As you blanch your beans in preparation for freezing, why not set aside a few for dinner? Blanching beans maintains their fresh look and flavor, and are irresistible when drizzled with this bright, herbal mixture. This recipe can be increased or decreased depending on the number of people around the table. We cooked a 4-pound batch with our Youth Harvest Project participants and had only the dregs leftover.

INGREDIENTS

  • 2 lbs green beans, stems removed

  • ½ c olive oil or butter

  • 1 tsp salt

  • 6-8 cloves garlic, minced

  • 2 c chopped herbs, loosely packed (e.g. basil, parsley, summer savory, dill, etc.)

  • 2 T lemon juice

INSTRUCTIONS

  • Blanched Green Beans 

    • Bring a large pot of water, half full of water, to a boil. Prepare a cold water bath to shock beans after blanching. 

    • Add 1-2 handfuls of beans to the boiling water, depending on pot size.

      • Water should return to a boil within one minute of adding beans. If it takes longer, add fewer beans in the next addition.

    • Once water has returned to a boil, cook beans for 1 minute until bright green and tender. 

    • Quickly transfer beans to cold water to stop the cooking process. 

    • Allow to cool completely in cold water (1-2 minutes) before transferring to a colander. 

    • Blanch remaining beans, refreshing cold water if necessary.

  • Herbaceous Drizzle

    • Heat olive oil or butter in a small saucepan on medium-low heat. 

    • Once the fat is warmed, add salt and garlic.

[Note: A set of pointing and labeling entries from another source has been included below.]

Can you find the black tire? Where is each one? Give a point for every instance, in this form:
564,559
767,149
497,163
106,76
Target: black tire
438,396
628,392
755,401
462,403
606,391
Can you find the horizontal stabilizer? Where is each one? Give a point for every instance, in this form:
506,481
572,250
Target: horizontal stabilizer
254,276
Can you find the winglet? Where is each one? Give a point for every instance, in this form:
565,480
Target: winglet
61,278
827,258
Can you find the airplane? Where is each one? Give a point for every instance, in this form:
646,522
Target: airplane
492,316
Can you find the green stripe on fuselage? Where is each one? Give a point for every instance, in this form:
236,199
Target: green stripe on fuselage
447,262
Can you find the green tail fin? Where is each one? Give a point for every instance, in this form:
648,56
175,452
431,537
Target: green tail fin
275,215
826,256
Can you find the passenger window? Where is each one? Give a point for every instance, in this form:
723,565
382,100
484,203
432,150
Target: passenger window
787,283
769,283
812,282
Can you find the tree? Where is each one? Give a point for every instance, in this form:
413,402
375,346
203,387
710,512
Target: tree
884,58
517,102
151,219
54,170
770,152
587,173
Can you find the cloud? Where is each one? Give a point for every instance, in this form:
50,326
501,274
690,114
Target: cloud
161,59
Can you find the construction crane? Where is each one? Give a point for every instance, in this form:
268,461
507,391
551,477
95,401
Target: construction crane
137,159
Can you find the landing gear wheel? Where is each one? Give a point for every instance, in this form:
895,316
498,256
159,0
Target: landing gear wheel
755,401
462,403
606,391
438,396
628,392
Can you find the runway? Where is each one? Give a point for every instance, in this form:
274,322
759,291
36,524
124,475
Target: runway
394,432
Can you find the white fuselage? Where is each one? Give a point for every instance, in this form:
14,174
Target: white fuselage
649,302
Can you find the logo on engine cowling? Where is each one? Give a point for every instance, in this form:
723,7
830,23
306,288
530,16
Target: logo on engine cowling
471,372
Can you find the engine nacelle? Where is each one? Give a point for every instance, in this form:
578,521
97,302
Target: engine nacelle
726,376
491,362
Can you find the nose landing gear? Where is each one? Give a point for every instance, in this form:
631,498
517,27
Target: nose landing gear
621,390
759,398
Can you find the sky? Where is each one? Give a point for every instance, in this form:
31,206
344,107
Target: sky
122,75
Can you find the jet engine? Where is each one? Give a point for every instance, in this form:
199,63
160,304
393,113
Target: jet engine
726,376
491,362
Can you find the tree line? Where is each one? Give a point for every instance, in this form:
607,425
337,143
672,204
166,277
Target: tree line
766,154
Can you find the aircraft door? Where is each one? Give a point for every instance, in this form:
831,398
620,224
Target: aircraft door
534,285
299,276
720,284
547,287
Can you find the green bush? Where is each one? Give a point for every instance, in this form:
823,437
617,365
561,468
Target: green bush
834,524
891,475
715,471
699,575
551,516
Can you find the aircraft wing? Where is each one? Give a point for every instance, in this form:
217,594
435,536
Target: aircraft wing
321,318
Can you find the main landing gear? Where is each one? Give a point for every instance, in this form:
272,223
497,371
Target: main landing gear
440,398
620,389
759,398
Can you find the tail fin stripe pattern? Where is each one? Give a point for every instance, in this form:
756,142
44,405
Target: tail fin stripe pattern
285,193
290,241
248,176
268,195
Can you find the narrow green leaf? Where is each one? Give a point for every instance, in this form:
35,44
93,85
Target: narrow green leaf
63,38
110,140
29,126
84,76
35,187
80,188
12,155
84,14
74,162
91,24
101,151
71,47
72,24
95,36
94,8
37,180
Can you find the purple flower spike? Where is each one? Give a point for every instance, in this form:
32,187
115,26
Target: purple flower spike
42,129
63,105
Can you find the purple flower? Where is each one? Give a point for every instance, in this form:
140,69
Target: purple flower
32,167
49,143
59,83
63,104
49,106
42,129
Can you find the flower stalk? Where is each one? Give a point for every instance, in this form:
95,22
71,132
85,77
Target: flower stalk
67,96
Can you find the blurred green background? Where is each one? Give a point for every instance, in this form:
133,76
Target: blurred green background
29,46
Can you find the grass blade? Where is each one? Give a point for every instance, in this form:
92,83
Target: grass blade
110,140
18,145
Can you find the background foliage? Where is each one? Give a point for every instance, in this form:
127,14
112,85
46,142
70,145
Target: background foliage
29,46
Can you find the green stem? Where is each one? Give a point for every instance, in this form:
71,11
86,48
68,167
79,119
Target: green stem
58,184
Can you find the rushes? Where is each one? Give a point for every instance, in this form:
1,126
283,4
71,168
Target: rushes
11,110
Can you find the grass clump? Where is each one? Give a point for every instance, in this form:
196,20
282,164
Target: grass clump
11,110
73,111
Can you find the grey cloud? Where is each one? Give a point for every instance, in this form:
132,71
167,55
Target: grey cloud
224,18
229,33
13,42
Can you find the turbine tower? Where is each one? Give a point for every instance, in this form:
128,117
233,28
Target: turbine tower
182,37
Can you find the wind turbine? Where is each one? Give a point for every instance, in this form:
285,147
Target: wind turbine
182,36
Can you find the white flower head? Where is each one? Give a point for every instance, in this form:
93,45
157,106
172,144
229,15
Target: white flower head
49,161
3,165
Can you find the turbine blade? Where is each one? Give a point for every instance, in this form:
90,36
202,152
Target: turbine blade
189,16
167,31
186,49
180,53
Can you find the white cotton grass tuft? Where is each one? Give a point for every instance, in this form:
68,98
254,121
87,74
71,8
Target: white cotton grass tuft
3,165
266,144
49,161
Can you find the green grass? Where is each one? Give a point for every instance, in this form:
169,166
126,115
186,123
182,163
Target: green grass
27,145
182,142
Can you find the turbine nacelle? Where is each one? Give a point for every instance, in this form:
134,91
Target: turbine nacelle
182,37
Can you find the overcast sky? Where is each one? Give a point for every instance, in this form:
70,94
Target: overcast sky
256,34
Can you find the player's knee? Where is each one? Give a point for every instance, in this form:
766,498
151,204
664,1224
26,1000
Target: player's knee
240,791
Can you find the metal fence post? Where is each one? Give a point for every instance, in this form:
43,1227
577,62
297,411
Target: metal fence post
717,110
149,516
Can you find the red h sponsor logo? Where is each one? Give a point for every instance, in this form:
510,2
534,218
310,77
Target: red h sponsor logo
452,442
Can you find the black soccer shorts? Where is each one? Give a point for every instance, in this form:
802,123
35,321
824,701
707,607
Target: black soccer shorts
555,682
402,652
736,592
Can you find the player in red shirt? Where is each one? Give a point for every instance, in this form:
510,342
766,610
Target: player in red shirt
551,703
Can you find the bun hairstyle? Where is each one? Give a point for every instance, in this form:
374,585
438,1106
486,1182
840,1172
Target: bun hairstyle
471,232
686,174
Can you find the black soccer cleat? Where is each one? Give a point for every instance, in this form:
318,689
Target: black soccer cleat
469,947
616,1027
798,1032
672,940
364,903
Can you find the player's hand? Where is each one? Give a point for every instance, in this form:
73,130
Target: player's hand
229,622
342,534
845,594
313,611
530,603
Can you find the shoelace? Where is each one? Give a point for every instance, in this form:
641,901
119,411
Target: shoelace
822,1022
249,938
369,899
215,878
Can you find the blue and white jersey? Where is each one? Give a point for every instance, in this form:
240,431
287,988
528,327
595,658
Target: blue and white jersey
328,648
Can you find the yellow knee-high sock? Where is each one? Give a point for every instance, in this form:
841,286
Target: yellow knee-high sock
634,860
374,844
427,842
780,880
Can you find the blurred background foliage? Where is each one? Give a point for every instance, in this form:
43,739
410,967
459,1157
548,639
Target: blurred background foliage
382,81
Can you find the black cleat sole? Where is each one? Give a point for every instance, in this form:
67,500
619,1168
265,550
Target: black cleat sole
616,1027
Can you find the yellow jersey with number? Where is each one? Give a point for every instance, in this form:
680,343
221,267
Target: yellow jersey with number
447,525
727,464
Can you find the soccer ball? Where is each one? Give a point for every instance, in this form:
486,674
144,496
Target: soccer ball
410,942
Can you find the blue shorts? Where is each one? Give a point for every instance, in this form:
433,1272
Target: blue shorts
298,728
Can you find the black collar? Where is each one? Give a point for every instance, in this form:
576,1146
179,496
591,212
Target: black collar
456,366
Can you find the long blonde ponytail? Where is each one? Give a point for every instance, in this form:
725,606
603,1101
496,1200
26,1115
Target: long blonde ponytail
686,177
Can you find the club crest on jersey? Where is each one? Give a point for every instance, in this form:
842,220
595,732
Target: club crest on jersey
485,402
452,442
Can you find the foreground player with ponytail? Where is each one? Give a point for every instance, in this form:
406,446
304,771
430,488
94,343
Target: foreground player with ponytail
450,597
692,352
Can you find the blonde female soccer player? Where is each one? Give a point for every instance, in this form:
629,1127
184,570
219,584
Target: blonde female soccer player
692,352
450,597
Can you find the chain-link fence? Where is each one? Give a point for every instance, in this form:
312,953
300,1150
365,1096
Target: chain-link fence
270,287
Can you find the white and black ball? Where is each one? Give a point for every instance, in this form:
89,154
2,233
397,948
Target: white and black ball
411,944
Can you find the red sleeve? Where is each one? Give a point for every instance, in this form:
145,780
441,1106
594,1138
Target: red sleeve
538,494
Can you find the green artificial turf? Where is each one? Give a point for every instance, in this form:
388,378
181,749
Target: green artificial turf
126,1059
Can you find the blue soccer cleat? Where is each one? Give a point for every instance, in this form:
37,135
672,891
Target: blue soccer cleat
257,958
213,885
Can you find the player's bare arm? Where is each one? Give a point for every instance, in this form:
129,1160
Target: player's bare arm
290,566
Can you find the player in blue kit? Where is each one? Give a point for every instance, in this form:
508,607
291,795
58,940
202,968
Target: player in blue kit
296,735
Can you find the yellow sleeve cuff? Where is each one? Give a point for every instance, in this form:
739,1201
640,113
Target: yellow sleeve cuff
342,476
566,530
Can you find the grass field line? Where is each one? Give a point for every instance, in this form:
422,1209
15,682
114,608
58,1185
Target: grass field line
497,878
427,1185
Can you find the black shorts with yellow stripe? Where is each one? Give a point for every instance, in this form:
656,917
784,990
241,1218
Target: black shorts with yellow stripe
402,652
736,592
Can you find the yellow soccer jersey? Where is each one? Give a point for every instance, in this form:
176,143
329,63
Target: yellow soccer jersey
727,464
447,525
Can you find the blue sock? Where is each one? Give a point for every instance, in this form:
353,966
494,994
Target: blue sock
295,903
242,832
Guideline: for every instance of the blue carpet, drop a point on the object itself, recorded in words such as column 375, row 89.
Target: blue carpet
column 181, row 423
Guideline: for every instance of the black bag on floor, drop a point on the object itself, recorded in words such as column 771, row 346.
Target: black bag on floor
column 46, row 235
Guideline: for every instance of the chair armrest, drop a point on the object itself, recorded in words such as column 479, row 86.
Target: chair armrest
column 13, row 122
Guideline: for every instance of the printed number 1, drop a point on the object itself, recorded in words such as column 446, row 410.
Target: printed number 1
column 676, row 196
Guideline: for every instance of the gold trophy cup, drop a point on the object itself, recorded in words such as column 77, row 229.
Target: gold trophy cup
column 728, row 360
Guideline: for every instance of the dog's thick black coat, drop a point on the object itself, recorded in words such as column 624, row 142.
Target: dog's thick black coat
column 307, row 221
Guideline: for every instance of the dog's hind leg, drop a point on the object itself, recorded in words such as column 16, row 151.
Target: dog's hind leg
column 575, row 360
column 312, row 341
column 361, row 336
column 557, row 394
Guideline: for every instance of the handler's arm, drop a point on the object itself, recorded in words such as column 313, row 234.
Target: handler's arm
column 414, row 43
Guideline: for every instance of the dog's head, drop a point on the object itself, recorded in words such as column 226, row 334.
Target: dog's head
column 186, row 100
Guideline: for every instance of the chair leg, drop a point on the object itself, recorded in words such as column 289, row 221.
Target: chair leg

Garlic should simmer gently. 

    • Allow garlic to cook, stirring occasionally, until soft and fragrant.

    • Add herbs and continue to cook, stirring, until wilted.

    • Stir in lemon juice and remove from heat.

  • Assemble

    • Place green beans on a platter and spoon the herbaceous drizzle over top. Toss gently to coat and enjoy.

    • Keeps well in the fridge for a few days.